Overall, 84% (97 of 115) of stones identified on CT were detected on S-mode. Detectability was not affected by laterality or pole location; size did impact detectability (p < 0.0001) as nonvisualized stones had an average CT size of 3.1 ± 1.0 mm compared with 4.9 ± 2.7 mm for detected stones. Ninety-five percent of stones missed with S-mode were smaller than 5 mm; only one stone missed was >5 mm. On average, S-mode overestimated stone size for stones identified on CT as less than 6 mm and underestimated stone size for stones identified on CT as greater than 6 mm (Fig. 1). Forty-four percent (41 of 93) of S-mode stone measurements were within 1 mm of the CT size and 73% (68 of 93) were within 2 mm of the CT size. Only five (5%) of the S-mode stone measurements were more than 3 mm discrepant from the CT size. There was no correlation between stone size accuracy and BMI or depth; less bias was observed for right-sided stones versus left-sided stones. The average difference in size measurement for all stones and within select size groupings is presented in Table 1. S-mode differed from CT by 1.3 ± 1.0 mm for stones ≤10 mm and 3.0 ± 3.7 mm for stones >10 mm. The concordance of S-mode to CT for clinically relevant size categories is presented in Table 2. Overall, 73% of stones (68 of 93) were within the same size category on both S-mode and CT, including 64% for stones ≤5 mm, 93% for stones between 5 and 10 mm, and 60% for stones ≥10 mm.
Table 1.
Size group | No. of stones | CT size (mm) | S-mode US stone size (mm) | Differencea(mm) | Bias ±95% CI | pb |
---|---|---|---|---|---|---|
All stones | 93 | 5.0 ± 2.7 | 5.6 ± 2.0 | 1.4 ± 1.3 | 0.58 ± 0.38 | 0.0028 |
≤5 mm | 59 | 3.4 ± 0.8 | 4.7 ± 1.5 | 1.5 ± 1.0 | 1.24 ± 0.35 | <0.0001 |
5–10 mm | 29 | 6.7 ± 1.4 | 6.5 ± 1.2 | 1.0 ± 0.7 | 0.29 ± 0.46 | 0.19 |
>10 mm | 5 | 12.9 ± 3.7 | 10.7 ± 2.3 | 3.0 ± 3.7 | −2.17 ± 3.88 | 0.27 |
Difference represents average absolute difference between CT and S-mode size measurements.
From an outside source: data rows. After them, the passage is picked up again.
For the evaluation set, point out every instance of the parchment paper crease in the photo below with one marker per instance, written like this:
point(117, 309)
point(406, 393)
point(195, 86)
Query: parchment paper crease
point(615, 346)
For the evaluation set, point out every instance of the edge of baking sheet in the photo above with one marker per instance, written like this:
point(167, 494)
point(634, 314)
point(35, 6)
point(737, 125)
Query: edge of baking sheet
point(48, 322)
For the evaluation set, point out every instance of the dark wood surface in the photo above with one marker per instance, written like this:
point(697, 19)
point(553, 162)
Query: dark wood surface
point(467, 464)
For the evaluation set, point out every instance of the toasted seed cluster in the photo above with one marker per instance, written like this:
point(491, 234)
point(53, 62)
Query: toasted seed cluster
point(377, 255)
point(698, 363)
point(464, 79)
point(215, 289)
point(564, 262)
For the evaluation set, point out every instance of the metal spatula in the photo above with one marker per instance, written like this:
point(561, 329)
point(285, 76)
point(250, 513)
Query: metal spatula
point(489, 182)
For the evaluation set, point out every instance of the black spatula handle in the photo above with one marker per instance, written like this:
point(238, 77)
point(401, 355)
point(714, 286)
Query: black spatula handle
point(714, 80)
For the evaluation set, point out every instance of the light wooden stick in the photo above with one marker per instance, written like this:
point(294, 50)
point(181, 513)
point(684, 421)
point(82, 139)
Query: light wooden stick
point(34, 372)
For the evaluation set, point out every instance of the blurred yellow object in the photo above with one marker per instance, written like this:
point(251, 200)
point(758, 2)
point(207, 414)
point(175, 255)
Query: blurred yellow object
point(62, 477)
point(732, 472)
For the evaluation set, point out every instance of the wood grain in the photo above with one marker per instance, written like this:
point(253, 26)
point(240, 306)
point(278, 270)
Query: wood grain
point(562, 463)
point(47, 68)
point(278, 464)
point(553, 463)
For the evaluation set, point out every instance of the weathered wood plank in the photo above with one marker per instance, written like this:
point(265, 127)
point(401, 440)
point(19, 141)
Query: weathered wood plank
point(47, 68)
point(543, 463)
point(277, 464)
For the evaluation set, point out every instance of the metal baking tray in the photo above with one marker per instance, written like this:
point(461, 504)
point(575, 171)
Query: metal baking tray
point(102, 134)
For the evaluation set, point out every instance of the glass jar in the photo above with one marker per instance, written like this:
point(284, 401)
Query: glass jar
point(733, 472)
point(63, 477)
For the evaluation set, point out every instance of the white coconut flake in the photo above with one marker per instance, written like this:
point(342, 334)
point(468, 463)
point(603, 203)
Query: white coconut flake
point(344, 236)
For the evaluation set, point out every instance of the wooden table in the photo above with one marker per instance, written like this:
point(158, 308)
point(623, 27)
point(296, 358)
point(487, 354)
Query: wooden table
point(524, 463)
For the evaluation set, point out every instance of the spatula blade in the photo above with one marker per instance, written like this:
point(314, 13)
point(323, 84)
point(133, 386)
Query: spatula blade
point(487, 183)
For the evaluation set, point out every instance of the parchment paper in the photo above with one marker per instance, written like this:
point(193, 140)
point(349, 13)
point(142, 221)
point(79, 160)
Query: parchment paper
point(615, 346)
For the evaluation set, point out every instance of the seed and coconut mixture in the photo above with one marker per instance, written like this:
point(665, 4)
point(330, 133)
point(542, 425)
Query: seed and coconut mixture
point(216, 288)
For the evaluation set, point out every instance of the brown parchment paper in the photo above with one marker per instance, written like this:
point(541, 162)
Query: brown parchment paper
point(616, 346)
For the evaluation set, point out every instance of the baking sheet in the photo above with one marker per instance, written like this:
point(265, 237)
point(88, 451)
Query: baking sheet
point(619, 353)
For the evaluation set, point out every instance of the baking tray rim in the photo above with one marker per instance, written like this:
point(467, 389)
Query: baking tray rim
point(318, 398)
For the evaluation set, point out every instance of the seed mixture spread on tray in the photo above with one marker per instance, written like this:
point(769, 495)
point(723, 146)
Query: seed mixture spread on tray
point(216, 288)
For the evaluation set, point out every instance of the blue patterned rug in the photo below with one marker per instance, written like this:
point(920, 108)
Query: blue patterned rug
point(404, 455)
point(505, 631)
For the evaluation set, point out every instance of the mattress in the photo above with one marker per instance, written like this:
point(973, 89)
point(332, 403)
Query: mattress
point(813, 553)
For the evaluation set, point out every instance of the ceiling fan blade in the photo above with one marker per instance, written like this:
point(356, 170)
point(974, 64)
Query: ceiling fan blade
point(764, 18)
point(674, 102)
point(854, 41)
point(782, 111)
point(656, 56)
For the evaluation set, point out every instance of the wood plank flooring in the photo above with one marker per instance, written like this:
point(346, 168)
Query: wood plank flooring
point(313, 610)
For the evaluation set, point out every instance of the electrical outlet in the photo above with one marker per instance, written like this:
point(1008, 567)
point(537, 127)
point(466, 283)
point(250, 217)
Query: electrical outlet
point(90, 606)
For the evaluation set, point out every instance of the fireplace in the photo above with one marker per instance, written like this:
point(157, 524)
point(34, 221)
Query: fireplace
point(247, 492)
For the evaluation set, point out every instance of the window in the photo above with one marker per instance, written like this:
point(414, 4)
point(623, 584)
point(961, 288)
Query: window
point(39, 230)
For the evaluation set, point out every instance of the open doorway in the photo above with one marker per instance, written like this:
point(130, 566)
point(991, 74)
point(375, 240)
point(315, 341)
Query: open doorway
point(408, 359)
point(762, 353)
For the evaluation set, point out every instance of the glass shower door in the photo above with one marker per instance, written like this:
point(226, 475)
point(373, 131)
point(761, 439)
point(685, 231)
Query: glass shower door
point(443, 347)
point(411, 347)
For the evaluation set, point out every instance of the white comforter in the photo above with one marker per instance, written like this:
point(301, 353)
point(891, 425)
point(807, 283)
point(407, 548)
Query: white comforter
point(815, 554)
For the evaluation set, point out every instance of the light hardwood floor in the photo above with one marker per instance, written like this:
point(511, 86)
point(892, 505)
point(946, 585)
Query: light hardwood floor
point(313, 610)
p > 0.05 is significant for no bias; nonsignificance is also dependent on sample size.
US = ultrasound.
Table 2.
S-mode | |||
---|---|---|---|
CT (mm) | ≤5 mm | 5–10 mm | >10 mm |
≤5 mm | 38 | 21 | 0 |
5–10 mm | 2 | 27 | 0 |
>10 mm | 0 | 0 | 3 |
K (agreement) = 0.540.
With S-mode a discrete shadow was present on 89% of stones over 5 mm, but only 53% of stones under 5 mm (p < 0.0001) (Fig. 2). In total, 55% (30 of 56) of the shadow measurements were within 1 mm and 85% (47 of 55) were within 2 mm of the CT size. Table 3 compares the stone and shadow measurements for stones that shadowed. The difference in size measurement using shadow was 1.1 ± 0.9 mm for stones ≤10 mm and 4.5 ± 5.1 mm for stones >10 mm. The shadow was more accurate than direct stone measurement for stones ≤5 mm, with a concordance of 80%, but underestimated stones >5 mm, resulting in a concordance for stones 5–10 mm and >10 mm of 55% and 25%, respectively. Of the 10 stones in the 5–10 mm category underestimated with the shadow, the average underestimation was 1.0 mm, with the majority of stones under 6.5 mm on CT.
Table 3.
Size | Difference | Bias | ||||
---|---|---|---|---|---|---|
N | CT (mm) | S-mode US shadow (mm) | S-mode US stonea(mm) | Stone shadow | pb | |
All stones | 56 | 5.5 ± 2.9 | 1.3 ± 1.7 | 1.4 ± 1.5 | 0.92 ± 0.25 | <0.0001 |
≤5 mm | 30 | 3.7 ± 0.7 | 0.8 ± 0.6 | 1.5 ± 1.0 | 0.78 ± 0.32 | <0.0001 |
5–10 mm | 21 | 6.8 ± 1.4 | 1.5 ± 1.0 | 1.0 ± 0.8 | 1.04 ± 0.43 | <0.0001 |
>10 mm | 4 | 12.9 ± 3.7 | 4.5 ± 5.1 | 3.2 ± 4.2 | 1.28 ± 1.06 | 0.019 |
Only stones that shadowed are included.
p > 0.05 is significant for no bias.
S-mode visualized 78% of stones (14 of 18) versus 61% (11 of 18) for the clinical system. Size with S-mode was ∼0.4 and 0.8 mm more accurate for the stone and shadow results, respectively, compared with the clinical system (Table 4). The variance was also smaller with S-mode compared with the clinical system. The sample size was too small to consider statistical significance.
Table 4.
Size | Absolute difference from CT | |||
---|---|---|---|---|
No. of stones | CT (mm) | S-mode (mm) | Clinical system (mm) | |
Stone | 14 (S-mode) | 4.5 ± 2.2 | 1.6 ± 1.0 | 2.0 ± 1.5 |
11 (Clinical) | ||||
Shadow | 7 | 4.5 ± 2.2 | 0.8 ± 0.6 | 1.6 ± 1.0 |
Discussion
Clinical US has limited utility as a standalone modality for imaging stones due to poor stone sizing accuracy and sensitivity.2–6 We detail a number of findings that suggest S-mode US is more accurate at sizing renal stones than both previously published series and in direct comparison to a clinical US system. Estimated stone size from S-mode using the stone or acoustic shadow was within 1 mm of the CT size (95% confidence interval) for stones <10 mm. Accurate sizing for stones under 10 mm is critical, as decisions regarding intervention versus observation, and selecting a type of intervention, are commonly made based on the assumption of accurate stone sizing.12 S-mode also performed well in classifying stones into clinically relevant size categories (Table 2). Only 7% of stones >5 mm were misclassified as smaller than 5 mm, while 36% of stones ≤5 mm were misclassified greater than 5 mm by an average of 2.3 mm.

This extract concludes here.